One day while mindlessly scrolling through my Facebook dashboard, I came across a rather interesting and polarising post. It was a Daily Mail article (yuck!) about a mother who received backlash after charging her sixteen year-old daughter rent. I knew that the comments section would be a mess, but I took a peek anyway. It’s one of my guilty pleasures.
Oh boy, was I right.
The comments were packed with older people who deemed the mother to be in the right. They had many different names for it; rent, lodging, board, ‘a dig’, the list went on. The sentiment was the same across the whole board: If you did not pay for it, you were a spoiled brat. Several comments called children who lived rent-free to be “leeching” off their parents or even the equivalent of “squatters” in their parents’ homes.
I don’t pay rent to my parents, does that make me spoilt? Behaviour-wise, I can admit my parents put up with a lot, but in terms of money? I come from a middle-class immigrant family, we’re certainly comfortable but we’ve never been especially wealthy. I’ve also been working since age fifteen and pay for my own clothes, food, activities, and transport. There’s no way I could be spoilt!
Now, I do agree that asking your gainfully employed children to pay for things like a phone plan or their own petrol is reasonable. It teaches fiscal responsibility. Of course, all households are different. Financial constraints may mean that children need to contribute their earnings to support the rest of the family. However in other circumstances where family finances are not a question, to charge your underage children rent to live in their own home under the pretense that otherwise they are freeloading is a completely different thing altogether. It strains the relationship and further conditions an already struggling generation to accept a highly exploitative housing market they will soon be forced to enter.
I suppose my primary gripe in this debate is with those parents who glorify the idea of their children “paying their dues” to them. What does logic and language like that do but enforce the idea that children are burdens on parents rather than a responsibility that they chose to take on? Children aren’t leeching off of their parents, their parents chose to have them knowing their responsibility. Providing them with food, clothing, and shelter is the bare minimum of what a parent should do; it’s a familial duty, not a service that can be monetised and put on a tab. To make children feel guilty for these things is also a sign of somewhat abusive behaviour as well.

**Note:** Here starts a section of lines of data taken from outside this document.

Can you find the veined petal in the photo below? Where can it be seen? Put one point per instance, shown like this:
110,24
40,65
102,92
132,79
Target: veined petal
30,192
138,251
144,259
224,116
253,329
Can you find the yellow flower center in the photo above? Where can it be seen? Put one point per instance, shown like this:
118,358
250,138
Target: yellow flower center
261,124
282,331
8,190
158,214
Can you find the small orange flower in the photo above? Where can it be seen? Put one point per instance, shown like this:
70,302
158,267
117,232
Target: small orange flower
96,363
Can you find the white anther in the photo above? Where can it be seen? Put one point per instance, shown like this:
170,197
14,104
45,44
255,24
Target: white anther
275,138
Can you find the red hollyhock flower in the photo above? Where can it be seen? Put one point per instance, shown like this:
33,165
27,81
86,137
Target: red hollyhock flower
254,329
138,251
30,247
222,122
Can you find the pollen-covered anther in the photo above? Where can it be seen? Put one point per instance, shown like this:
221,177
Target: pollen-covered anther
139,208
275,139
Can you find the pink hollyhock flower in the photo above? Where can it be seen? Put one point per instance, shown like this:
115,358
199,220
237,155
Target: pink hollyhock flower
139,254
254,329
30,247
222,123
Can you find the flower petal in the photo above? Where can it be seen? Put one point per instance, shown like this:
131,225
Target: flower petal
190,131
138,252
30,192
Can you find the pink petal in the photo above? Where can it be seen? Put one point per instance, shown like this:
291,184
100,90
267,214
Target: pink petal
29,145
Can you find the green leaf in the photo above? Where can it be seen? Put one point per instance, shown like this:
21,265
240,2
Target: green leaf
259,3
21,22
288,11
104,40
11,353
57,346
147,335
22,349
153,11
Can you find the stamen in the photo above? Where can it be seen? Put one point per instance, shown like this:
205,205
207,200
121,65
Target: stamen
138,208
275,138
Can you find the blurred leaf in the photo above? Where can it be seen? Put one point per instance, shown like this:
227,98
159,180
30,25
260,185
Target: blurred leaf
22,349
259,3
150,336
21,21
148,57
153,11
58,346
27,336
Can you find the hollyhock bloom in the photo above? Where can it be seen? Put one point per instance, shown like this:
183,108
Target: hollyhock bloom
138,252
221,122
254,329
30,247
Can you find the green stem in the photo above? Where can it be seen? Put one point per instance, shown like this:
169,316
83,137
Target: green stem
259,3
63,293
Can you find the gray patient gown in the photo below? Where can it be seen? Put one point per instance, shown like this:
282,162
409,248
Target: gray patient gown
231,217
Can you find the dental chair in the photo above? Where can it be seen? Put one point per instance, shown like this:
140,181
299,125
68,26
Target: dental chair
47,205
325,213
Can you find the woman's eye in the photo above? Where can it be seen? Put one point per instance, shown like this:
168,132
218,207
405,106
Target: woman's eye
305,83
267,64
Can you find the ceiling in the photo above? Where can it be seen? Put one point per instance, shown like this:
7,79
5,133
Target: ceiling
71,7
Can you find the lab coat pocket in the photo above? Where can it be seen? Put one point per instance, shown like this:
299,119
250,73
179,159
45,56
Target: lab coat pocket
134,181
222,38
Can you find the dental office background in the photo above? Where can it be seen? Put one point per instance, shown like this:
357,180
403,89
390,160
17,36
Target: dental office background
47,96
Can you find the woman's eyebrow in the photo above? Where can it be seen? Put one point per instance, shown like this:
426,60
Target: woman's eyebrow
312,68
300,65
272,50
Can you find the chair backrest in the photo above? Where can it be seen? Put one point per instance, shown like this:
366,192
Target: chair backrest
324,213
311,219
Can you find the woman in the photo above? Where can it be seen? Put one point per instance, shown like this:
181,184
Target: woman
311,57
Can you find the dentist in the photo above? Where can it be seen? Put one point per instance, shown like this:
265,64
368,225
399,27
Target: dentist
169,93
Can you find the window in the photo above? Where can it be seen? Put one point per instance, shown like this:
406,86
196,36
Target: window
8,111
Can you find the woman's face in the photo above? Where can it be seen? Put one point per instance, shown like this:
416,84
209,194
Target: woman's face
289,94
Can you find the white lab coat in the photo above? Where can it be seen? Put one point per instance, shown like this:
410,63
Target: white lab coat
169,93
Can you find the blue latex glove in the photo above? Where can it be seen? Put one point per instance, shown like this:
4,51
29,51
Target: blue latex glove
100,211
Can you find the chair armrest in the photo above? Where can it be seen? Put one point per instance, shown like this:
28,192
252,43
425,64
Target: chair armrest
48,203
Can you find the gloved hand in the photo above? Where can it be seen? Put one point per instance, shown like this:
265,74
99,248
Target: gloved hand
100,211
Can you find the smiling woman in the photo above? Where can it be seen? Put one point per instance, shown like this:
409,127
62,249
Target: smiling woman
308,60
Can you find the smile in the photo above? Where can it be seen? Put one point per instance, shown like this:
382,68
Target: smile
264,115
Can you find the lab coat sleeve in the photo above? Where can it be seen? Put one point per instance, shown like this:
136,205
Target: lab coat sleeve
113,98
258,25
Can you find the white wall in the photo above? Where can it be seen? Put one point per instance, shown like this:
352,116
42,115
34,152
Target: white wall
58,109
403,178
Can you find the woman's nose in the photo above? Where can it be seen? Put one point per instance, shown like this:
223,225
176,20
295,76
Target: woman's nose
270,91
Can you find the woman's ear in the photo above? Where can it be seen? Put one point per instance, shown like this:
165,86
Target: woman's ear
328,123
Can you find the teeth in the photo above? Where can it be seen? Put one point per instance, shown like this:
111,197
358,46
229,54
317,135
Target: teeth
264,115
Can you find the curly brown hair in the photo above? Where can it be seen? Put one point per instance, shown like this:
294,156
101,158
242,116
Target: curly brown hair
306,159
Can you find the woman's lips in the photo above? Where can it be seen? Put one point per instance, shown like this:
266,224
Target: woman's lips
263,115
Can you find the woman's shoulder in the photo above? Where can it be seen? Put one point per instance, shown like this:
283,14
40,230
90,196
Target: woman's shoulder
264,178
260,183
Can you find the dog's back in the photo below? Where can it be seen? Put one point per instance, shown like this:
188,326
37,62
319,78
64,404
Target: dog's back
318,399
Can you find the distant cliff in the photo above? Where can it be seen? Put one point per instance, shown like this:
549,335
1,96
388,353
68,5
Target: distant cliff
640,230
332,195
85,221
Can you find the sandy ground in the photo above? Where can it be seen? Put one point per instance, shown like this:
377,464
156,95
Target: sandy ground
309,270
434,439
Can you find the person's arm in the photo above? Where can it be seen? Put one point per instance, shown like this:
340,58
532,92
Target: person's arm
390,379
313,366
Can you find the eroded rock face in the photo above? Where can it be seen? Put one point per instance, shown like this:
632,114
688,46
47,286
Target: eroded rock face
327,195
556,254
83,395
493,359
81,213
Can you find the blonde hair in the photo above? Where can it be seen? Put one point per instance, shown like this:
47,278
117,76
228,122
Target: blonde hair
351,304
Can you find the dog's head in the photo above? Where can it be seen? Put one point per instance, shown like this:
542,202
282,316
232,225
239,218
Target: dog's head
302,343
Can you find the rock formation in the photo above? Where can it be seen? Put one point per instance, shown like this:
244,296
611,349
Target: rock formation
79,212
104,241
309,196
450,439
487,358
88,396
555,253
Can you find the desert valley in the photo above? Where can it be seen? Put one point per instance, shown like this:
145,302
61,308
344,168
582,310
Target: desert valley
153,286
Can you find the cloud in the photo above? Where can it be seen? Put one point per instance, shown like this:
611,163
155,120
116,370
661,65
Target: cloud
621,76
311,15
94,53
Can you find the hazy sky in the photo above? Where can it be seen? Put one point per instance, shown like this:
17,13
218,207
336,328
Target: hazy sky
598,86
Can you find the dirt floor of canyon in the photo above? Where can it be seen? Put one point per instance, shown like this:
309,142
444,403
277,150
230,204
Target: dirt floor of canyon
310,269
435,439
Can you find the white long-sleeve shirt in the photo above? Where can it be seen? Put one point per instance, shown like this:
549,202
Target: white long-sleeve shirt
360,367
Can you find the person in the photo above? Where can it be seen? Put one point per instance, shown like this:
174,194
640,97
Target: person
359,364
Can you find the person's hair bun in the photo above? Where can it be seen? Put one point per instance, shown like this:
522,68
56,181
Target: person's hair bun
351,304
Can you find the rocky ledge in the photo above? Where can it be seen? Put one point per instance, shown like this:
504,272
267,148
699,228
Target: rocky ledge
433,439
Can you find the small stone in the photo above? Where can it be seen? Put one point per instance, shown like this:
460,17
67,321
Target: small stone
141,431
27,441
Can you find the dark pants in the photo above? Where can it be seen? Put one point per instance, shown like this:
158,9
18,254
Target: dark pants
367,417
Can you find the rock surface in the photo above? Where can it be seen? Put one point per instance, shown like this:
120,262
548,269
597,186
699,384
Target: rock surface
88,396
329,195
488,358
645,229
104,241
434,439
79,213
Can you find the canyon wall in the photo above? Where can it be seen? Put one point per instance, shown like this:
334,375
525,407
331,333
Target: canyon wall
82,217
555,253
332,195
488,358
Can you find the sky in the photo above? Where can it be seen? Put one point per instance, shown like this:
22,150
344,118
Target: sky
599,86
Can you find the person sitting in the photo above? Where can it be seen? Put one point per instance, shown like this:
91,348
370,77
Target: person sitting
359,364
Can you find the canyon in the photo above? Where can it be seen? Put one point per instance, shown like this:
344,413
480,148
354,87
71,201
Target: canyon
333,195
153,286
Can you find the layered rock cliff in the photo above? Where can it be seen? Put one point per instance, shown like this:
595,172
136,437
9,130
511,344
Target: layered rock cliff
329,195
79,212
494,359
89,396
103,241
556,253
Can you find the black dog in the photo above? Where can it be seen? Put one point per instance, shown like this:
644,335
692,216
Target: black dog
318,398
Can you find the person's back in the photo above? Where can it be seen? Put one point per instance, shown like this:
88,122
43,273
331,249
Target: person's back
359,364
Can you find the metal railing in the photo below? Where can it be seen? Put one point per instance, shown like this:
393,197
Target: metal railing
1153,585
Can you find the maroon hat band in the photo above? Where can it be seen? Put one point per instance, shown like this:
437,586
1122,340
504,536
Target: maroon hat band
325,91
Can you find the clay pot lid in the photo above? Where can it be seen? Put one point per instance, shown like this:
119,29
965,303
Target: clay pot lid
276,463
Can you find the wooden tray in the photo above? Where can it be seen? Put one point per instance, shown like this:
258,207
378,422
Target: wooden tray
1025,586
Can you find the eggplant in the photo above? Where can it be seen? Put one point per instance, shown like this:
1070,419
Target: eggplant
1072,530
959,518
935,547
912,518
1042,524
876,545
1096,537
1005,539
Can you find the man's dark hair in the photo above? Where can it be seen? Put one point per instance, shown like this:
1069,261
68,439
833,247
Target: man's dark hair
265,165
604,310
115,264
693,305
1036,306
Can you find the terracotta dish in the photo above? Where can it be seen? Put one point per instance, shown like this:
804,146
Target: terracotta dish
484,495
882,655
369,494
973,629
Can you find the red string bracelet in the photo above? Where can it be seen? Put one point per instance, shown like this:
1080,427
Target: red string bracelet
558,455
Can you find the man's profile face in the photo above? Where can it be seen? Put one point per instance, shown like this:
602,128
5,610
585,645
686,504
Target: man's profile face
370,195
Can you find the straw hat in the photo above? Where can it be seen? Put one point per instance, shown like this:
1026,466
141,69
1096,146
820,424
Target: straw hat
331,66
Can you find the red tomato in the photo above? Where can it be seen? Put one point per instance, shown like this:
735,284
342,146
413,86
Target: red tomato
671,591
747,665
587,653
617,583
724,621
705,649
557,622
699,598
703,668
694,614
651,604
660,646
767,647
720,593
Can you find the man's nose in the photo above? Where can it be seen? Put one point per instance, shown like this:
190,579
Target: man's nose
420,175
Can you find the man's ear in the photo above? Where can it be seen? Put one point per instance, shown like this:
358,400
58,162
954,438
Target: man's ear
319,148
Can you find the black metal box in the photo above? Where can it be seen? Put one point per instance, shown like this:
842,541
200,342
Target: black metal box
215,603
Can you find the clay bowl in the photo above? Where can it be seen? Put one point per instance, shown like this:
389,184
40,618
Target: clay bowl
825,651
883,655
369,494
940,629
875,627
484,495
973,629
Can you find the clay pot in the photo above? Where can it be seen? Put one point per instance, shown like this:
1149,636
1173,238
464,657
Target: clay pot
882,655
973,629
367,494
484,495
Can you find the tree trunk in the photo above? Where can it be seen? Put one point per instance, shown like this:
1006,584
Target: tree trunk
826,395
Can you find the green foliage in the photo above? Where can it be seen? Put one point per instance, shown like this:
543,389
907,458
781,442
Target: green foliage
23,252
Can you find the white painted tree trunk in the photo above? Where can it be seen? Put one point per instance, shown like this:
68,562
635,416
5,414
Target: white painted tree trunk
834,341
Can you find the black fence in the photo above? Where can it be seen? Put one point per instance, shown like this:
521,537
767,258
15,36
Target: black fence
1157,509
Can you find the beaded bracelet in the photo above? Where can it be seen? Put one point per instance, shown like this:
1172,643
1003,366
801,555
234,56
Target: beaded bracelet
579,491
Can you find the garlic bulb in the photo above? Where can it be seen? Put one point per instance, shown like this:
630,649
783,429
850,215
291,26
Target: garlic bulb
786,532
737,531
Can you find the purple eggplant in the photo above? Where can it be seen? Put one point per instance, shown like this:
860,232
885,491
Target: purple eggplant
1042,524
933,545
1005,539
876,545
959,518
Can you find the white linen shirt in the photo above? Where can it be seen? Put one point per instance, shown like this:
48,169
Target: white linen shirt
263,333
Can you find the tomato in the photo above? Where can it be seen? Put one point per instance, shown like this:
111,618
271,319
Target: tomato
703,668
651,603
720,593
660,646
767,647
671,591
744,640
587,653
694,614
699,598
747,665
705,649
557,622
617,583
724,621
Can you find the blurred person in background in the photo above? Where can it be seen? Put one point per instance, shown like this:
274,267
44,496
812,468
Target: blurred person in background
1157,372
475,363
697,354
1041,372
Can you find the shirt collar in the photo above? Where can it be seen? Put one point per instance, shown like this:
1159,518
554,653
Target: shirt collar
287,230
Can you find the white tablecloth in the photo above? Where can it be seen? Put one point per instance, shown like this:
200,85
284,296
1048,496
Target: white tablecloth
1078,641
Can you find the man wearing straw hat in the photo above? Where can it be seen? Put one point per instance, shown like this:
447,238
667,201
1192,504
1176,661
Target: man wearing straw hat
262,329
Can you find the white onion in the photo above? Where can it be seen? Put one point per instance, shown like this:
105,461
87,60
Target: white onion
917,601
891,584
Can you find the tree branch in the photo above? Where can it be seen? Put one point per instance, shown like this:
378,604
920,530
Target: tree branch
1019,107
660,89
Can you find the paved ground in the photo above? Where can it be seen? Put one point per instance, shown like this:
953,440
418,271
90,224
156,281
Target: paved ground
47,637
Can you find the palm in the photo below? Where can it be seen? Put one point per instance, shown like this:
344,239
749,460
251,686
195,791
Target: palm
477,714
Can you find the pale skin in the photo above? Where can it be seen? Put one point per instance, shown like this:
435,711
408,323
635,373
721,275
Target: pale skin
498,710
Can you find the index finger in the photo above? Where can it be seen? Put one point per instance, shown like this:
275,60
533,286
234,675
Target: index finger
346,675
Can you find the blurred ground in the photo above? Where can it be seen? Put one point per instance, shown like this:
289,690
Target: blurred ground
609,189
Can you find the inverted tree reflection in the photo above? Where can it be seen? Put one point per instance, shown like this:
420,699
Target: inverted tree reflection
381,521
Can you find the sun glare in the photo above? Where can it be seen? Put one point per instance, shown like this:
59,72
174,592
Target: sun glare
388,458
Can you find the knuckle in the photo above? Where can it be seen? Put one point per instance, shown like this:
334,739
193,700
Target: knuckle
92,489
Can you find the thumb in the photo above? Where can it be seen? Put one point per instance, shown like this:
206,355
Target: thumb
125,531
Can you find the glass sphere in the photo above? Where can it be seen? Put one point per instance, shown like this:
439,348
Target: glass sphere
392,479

Overall, I’ve found this to be a very Western perspective. As a Filipino woman myself, my parents follow Asian cultural beliefs on the topic. They’re happy to care for and house me well into adulthood and until I’m ready to move out on the expectation that once they themselves get old, I’ll return the favour and do the same for them. This custom emphasises a strong bond between family members and connections between generations, everyone is taken care of, rather than forced to fend for themselves in the name of “proving one’s worth.” I find it’s a very wholesome and wise way of approaching the topic, especially in this economy where it looks like the only way I’ll be able to move out is in several years’ time with four other people crammed into one sharehouse.